(ATF) China will launch a more active fiscal policy as its economy faces increasing downward pressure, Minister of Finance Liu Kun wrote in an article published by the People’s Daily on Thursday.
“At present, China’s economic and social development is still facing great uncertainties, and downward pressure on the economy is still increasing,” he said. “A more active fiscal policy is a practical need to hedge the downward pressure of the economy.”
Liu said China will increase the scale of its fiscal deficit to provide more subsidies and tax reductions to the business sector. He said the government would also boost its investment in infrastructure in order to offset the negative impact of the coronavirus pandemic on the economy.
He added that the government would invest more in projects that can promote advanced manufacturing or improve the supply and demand chains.
China also will implement policies to support the recovery of pig production and guarantee the supply of food and important agricultural products, he said.

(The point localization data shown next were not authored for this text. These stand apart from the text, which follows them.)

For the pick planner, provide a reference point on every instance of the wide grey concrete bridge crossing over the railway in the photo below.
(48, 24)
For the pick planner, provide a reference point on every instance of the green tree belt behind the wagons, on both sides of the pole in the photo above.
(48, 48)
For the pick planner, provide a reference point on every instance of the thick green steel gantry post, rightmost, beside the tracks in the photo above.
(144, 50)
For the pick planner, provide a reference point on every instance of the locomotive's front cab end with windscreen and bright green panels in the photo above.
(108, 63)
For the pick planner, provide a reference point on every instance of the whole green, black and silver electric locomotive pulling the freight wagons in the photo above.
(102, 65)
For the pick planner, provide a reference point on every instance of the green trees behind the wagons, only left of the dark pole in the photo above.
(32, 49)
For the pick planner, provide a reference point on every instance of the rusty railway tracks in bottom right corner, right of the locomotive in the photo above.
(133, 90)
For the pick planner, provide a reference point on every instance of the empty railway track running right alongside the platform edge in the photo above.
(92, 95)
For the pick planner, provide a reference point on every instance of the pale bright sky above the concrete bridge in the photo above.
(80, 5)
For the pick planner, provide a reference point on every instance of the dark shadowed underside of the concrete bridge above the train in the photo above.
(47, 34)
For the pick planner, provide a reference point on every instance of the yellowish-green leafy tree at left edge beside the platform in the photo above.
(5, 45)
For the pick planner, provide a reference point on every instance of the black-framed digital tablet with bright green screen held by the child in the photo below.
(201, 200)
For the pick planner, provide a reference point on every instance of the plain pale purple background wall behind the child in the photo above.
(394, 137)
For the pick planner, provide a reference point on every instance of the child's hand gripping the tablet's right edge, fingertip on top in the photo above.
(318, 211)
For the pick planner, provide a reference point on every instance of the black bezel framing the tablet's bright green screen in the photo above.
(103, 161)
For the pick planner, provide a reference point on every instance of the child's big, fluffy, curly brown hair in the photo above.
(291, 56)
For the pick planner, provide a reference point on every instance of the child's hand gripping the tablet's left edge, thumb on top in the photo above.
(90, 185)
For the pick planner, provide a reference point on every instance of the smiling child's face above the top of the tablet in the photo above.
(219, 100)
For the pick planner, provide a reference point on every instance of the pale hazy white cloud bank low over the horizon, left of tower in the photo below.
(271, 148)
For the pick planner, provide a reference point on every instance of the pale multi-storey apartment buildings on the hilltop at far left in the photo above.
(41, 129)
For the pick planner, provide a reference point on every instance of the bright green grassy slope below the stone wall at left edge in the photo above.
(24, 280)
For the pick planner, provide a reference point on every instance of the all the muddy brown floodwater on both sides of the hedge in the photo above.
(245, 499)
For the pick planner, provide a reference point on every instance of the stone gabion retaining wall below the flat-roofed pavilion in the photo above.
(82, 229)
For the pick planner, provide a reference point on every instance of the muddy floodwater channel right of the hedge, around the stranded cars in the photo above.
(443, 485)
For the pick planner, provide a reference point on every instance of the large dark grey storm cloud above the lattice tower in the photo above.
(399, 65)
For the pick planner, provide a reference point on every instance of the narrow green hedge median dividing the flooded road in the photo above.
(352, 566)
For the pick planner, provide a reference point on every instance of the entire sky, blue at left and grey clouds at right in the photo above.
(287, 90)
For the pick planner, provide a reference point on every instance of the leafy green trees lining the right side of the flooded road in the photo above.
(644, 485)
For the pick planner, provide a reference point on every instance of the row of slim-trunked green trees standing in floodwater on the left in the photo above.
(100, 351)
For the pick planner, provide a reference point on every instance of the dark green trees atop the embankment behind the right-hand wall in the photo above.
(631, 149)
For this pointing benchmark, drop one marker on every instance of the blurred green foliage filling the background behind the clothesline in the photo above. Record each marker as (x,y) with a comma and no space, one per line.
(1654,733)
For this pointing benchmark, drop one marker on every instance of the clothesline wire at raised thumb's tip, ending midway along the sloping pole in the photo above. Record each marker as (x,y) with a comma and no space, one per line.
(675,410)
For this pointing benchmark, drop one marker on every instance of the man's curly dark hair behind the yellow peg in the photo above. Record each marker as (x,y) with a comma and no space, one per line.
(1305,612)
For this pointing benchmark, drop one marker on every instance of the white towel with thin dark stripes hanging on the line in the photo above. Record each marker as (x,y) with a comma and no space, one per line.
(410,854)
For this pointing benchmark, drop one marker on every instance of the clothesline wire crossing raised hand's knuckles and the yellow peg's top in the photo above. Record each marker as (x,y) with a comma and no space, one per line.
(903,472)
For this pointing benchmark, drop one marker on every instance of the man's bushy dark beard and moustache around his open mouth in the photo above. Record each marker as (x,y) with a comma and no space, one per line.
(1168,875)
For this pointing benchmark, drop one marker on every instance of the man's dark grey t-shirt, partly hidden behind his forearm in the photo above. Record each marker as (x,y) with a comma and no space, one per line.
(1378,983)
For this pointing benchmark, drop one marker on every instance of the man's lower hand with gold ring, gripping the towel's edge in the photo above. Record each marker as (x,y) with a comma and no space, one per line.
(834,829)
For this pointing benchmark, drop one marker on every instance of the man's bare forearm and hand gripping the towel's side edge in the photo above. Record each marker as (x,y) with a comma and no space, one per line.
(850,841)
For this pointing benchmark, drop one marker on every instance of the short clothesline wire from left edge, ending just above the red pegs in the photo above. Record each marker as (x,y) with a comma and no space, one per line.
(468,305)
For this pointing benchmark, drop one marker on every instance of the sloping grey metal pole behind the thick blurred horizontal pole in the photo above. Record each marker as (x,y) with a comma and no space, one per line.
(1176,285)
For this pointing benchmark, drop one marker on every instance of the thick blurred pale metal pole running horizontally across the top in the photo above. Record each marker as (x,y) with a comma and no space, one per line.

Liu said the central government will allocate more resources to the provinces and cities that were hit by the epidemic. At the same time, government officials will further reduce their expenses, he said. The central government will continue to monitor and manage the risk of the local government debts.
Economists have expected that the central government would announce a substantial new stimulus package before or during the “two sessions,” which refer to the annual meetings of the Chinese People’s Political Consultative Conference and the National People’s Congress (NPC), which will start on May 21 and 22, respectively.